「………………」
ーー絶句。
それ以外に今の状況を説明する言葉はないかもってくらい、この言葉がぴったりくる。
と、とりあえず、彼と話をしないと。
「あの、矢嶋くん。」
「晴でいいですよ。」
「……矢嶋くん。今日は何の用で?」
流石に、雪弥以外を下の名前で呼ぶなんてことはできない。
矢嶋くんは「ちぇ、名前、呼んでもらえると思ったのに。」と肩を竦めた後、私の机に手をついた。

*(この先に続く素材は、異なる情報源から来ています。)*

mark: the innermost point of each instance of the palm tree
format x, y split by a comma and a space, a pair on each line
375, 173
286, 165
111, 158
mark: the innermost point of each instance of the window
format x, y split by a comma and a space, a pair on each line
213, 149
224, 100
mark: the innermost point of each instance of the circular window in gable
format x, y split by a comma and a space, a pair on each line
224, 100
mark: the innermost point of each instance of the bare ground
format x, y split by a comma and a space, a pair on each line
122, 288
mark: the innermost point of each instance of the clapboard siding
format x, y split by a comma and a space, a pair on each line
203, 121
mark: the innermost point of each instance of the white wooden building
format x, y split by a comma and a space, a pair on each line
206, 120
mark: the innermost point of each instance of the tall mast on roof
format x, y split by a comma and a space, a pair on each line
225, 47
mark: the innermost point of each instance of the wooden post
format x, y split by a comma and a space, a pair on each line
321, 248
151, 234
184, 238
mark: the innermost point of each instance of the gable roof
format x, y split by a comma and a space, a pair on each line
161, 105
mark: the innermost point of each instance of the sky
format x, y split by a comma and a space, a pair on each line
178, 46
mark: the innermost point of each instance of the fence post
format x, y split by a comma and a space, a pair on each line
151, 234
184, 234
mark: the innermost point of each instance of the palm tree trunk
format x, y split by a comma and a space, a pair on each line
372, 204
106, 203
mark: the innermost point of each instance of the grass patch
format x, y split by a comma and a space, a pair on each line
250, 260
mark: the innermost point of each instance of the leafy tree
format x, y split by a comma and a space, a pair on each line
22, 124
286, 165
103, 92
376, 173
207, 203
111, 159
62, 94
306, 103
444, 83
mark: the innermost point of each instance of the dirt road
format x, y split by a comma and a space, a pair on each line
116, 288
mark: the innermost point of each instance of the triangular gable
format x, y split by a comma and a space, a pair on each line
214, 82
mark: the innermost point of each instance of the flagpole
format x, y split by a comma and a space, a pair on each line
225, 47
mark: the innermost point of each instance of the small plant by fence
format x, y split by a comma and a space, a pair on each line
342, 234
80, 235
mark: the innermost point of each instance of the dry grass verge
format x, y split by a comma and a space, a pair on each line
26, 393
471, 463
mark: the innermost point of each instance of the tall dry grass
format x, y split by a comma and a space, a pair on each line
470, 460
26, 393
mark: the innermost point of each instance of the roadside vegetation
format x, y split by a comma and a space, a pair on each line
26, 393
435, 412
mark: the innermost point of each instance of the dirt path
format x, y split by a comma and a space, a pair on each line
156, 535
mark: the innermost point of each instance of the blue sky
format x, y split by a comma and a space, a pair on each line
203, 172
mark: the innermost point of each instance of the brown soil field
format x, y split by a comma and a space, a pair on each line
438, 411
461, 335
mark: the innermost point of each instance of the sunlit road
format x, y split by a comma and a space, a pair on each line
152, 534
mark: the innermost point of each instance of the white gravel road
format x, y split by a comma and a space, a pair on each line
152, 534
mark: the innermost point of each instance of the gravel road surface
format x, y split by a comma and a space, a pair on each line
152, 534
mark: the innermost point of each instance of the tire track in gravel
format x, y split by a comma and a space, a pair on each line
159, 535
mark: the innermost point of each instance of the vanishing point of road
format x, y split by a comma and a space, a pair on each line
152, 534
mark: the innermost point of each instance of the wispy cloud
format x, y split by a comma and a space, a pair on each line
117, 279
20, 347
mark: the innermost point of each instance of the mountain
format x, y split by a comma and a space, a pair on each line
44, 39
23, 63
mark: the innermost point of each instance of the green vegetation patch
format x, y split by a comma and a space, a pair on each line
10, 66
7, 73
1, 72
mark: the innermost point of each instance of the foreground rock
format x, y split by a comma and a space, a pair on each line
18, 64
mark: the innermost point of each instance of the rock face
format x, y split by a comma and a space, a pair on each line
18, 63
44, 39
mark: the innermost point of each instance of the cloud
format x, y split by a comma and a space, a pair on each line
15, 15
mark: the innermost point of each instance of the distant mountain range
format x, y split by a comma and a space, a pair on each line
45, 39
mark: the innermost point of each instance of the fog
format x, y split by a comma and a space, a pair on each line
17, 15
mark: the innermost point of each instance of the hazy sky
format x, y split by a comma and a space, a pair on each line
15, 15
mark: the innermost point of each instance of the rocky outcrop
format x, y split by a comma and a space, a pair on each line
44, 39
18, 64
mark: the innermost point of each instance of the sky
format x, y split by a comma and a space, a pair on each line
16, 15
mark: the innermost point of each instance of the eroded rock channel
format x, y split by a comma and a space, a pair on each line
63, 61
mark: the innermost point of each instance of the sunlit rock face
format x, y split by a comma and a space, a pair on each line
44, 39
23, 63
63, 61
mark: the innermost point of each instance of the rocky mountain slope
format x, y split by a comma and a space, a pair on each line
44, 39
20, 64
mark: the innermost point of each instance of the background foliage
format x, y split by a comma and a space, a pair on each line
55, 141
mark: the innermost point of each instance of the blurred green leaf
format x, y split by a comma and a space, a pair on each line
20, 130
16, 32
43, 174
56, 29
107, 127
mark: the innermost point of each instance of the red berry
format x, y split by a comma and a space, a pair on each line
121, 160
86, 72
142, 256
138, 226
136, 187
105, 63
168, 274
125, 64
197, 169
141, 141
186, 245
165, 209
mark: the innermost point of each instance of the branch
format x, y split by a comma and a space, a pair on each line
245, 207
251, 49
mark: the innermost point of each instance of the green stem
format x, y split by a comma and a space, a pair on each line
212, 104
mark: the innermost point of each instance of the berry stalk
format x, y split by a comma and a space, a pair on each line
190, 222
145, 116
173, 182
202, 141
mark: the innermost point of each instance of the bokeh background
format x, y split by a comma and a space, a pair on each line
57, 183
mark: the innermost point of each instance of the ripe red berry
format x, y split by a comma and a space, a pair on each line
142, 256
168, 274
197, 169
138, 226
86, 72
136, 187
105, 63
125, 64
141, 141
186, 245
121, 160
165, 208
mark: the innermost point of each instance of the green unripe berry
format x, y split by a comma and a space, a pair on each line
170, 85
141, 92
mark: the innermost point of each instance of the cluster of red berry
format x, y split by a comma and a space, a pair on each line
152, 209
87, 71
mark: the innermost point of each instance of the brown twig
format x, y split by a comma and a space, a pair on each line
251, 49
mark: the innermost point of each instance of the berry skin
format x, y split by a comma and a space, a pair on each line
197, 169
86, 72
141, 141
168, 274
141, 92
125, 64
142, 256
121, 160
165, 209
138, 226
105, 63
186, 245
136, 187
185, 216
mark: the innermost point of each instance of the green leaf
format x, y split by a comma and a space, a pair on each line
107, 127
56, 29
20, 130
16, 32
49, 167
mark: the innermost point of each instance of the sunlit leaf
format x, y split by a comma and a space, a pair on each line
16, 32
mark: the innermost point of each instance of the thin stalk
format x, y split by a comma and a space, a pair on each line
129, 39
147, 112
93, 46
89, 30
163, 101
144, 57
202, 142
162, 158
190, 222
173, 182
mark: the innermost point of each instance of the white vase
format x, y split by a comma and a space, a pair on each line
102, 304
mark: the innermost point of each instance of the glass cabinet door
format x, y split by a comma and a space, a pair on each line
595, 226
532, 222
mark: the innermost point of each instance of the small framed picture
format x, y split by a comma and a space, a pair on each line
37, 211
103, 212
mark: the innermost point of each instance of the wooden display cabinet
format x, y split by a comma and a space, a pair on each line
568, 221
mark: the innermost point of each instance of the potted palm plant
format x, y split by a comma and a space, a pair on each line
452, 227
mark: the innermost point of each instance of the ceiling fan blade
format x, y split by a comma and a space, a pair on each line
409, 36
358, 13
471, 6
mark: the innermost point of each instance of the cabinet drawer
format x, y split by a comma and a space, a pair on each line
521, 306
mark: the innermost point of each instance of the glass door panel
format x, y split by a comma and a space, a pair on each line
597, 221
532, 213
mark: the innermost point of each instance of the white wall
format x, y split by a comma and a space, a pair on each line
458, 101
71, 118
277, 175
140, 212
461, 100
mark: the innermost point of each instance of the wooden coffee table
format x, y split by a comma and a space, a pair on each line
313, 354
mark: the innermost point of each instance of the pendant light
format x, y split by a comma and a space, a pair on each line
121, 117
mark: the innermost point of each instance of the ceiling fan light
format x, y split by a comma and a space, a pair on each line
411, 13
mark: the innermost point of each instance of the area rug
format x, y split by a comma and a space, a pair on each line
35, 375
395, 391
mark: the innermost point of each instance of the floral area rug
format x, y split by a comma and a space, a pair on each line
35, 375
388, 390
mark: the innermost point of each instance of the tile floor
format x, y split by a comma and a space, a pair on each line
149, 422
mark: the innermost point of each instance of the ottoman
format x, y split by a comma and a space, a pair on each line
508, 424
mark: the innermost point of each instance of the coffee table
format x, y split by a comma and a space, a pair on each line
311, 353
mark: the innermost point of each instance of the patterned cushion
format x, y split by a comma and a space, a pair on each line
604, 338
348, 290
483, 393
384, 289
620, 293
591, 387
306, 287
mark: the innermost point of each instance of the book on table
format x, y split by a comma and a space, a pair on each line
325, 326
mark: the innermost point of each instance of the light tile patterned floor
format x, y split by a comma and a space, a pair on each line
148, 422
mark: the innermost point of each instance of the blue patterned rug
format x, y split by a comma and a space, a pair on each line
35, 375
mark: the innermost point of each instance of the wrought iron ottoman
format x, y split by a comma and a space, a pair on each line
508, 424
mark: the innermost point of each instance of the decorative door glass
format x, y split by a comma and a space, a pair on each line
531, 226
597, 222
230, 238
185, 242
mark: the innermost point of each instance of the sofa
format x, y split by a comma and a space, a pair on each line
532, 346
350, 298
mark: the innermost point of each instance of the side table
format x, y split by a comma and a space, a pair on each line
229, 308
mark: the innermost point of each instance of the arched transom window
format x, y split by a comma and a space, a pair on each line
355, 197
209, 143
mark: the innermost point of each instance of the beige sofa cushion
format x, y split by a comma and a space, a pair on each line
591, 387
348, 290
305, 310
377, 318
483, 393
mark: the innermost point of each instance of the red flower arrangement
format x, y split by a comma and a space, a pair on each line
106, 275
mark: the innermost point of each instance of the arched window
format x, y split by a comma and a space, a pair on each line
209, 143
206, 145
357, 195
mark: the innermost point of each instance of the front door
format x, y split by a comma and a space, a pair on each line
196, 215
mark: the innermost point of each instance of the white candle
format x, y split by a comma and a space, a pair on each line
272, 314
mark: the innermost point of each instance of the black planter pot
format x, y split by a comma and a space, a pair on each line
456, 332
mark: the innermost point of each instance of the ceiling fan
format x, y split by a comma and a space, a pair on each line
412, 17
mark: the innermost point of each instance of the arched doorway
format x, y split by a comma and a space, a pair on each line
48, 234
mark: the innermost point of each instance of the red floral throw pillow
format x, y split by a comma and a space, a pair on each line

「あいつに取られる前に、先手を打っておこうと思ってですね。」
「…は?」
あいつ…っていうのは多分、雪弥のことだよね。でも先手って?なんの話?
「文化祭、ボクとまわっていただけませんか?」
…………………
んーーーーーーーーー。そうきたか。
でもこれって、断ったら断ったでこいつのドMが炸裂するだけだし、受けても単純に喜ばれるんでしょ?
じゃあどっちにしてもこのドM男を喜ばせて終わるじゃん。
それは嫌だ、すっごいやだ。なんか癪!
んー、どうしよう。
だけどバカな私にはそれ以外の方法は思いつかなくて。
「……桃華とまわるし。」
言えば、やっぱり矢嶋くんはニッコー、と笑った。
「バッサリ断ってくれるところが本当、ステキですよねー!
あ、でも…」
ぐいっ、と体が動いたかと思うと、私の耳は、矢嶋くんの口元まで移動していた。